Miss Wilcox, in her revolving mental processes, had somehow veered around to an attitude of moderate sympathy with the project, the while she listened to these words. “I’m sure you won’t, my dear,” she replied, quite sweetly. “And I daresay there can really be a great deal of good done, only, of course, it will have to be gone at cautiously and by degrees. And we must let old Runkle do the papering and whitewashing; don’t forget that. He’s had ever so much sickness in his family all the winter, and work is so slack.”

“Do you know, I like your Mr. Tracy!” was Kate’s irrelevant reply.
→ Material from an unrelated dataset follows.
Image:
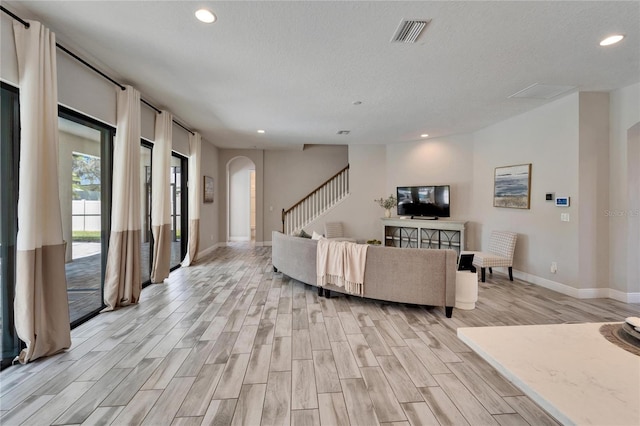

She made it musingly, as if the idea were new to her mind.

“You can see for yourself there couldn’t have been anything at all in that spiteful Sarah Cheese-borough’s talk about him and her,” said Tabitha, who now felt herself to have been all along the champion of this injured couple. “How on earth a respectable woman can invent such slanders beats my comprehension.”

Kate Minster laughed merrily aloud. “It’s lucky you weren’t made of pancake batter, Tabitha,” she said with mock gravity; “for, if you had been, you never could have stood this being stirred both ways. You would have turned heavy and been spoiled.”

“Instead of which I live to spoil other people, eh?” purred the gratified old lady, shaking her curls with affectionate pride.

“If we weren’t out in the street, I believe I should kiss you, Tabitha,” said the girl. “You can’t begin to imagine how delightfully you have behaved today!”